Multiple simultaneous CUDA applications (system crash on 100.14.11)

Hi everyone,

According to CUDA FAQ (question #26), it should be possible to run multiple CUDA applications at the same time (e.g., on a multiuser machine where multiple users may wish to use the GPU).

However, I’ve experienced crashes when attempting to do so. For example, the following:

for i in `seq 1 10`; do ./MonteCarlo -noprompt & done

reproducibly crashes our machine (MonteCarlo is one of the SDK examples).

The error written out on the console upon crash is (and I hope I copied it down right):

NVRM: Xid (0001:00): 13, 0004 00000000 000050c0 00000368 00000000 00000100

This is a Core 2 Quad Q6700 system, 4GB RAM, n680i chipset (an Alianware board, but looks like a rebranded NVIDIA design as far as I could tell), with two 8800 GTX Ultra (756MB RAM) cards, running 32-bit RHEL5:

[root@cylon release]# uname -a

Linux cylon.sns.ias.edu 2.6.18-8.1.10.el5 #1 SMP Thu Sep 13 12:38:04 EDT 2007 i686 i686 i386 GNU/Linux

[root@cylon release]# dmesg | grep NVRM

NVRM: loading NVIDIA UNIX x86 Kernel Module  100.14.11  Wed Jun 13 18:21:22 PDT 2007

relevant grub.conf kernel settings:

uppermem 524288

kernel /vmlinuz-2.6.18-8.1.10.el5 ro root=LABEL=/ rhgb quiet vmalloc=256MB pci=nommconf iommu=soft

Is this a known issue, or have we stumbled upon something that should not be happening?

Cheers,

Mario

Could you try to repeat the test with no X11 running?
Just do an “init 3”.

I tried turning off X, and the outcome was the same in 100% of cases (the above error message, followed by a system lockup). The error message is always nearly identical, the only difference being the second 4-digit number (it varies between 0001 and 0004 (is it the CPU/core id?)).

I’ve also tried with a PAE-enabled kernel (2.6.18-8.1.10.el5PAE), with the same result.
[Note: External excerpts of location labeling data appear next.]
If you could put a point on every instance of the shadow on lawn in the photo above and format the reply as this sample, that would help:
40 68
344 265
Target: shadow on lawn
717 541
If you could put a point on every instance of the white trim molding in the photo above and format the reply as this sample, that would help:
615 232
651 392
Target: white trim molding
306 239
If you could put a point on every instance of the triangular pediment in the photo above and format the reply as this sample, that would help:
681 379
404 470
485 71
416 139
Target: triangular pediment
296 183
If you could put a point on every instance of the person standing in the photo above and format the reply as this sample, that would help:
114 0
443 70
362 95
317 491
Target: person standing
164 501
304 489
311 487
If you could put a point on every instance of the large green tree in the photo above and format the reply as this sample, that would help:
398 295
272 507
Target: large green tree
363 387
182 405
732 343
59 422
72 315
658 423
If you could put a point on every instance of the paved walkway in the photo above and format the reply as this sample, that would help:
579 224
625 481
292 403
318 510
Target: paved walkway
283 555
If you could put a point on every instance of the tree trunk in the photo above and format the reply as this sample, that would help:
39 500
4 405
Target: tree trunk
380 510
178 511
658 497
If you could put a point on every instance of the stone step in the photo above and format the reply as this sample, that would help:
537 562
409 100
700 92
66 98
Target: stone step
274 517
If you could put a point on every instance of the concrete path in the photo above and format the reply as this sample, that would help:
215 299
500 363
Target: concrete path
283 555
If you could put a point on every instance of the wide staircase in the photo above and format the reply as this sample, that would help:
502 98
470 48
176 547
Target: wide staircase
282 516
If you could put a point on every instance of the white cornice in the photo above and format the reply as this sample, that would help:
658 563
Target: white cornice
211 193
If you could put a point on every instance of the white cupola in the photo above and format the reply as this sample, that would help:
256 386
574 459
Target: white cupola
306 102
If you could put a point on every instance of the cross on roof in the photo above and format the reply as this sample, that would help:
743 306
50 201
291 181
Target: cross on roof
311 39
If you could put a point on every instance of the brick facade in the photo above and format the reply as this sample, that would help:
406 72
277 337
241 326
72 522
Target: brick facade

No, you should not normally ever experience an OS hang. I have a few questions:
0) When you say the system is crashing, do you mean the entire OS locks up, or just X is hanging?

  1. Does this problem also occur if you upgrade to the 100.14.19 display driver:
    http://www.nvidia.com/object/unix.html
  2. Does this problem persist if you remove these options from your GRUB configuration (and reboot):
    rhgb quiet iommu=soft
  3. Please verify that you’re using the latest motherboard BIOS.
  4. Please generate and attach an nvidia-bug-report.log

thanks,
Lonni

Yes, hard OS lockup (the computer has to be restarted using the power button).

Yes. Also, after installing this version of the driver, I get the following warnings when running CUDA applications (but they seem to run fine):

NVRM: API mismatch: the client has the version 100.14.11, but

NVRM: this kernel module has the version 100.14.19.  Please

NVRM: make sure that this kernel module and all NVIDIA driver

NVRM: components have the same version.

Yes.

We’ve checked with Alienware this morning – it is their latest BIOS (the date is July 3rd, 2007).

Attached. X were running when it was generated, but this bug occurs irrespective of whether or not a CUDA app. is run in X, and irrespective of whether or not X were ever started (e.g., I rebooted the system in runlevel 3 and without rhgb, and reproduced the same lockup).

PS: Also, maybe related and maybe not, yesterday when I ran a CUDA app I got this message on the console:

BUG: soft lockup detected on CPU#0!

 [<c044a05f>] softlockup_tick+0x98/0xa6

 [<c042ccd4>] update_process_times+0x39/0x5c

 [<c04176ec>] smp_apic_timer_interrupt+0x5c/0x64

 [<c04049bf>] apic_timer_interrupt+0x1f/0x24

 [<f12c0ac9>] _nv000310rm+0x71/0x9a [nvidia]

 [<f12c0848>] _nv004103rm+0x165/0x1ad [nvidia]

 [<f12b531e>] _nv003568rm+0x8a/0x2a9 [nvidia]

 [<f12ba6f2>] _nv002666rm+0x258/0x450 [nvidia]

 [<f12bad79>] _nv002802rm+0x37f/0x59f [nvidia]

 [<f12b7e4d>] _nv002746rm+0x97/0xe7 [nvidia]

 [<f12bc19f>] rm_disable_adapter+0x7b/0xc9 [nvidia]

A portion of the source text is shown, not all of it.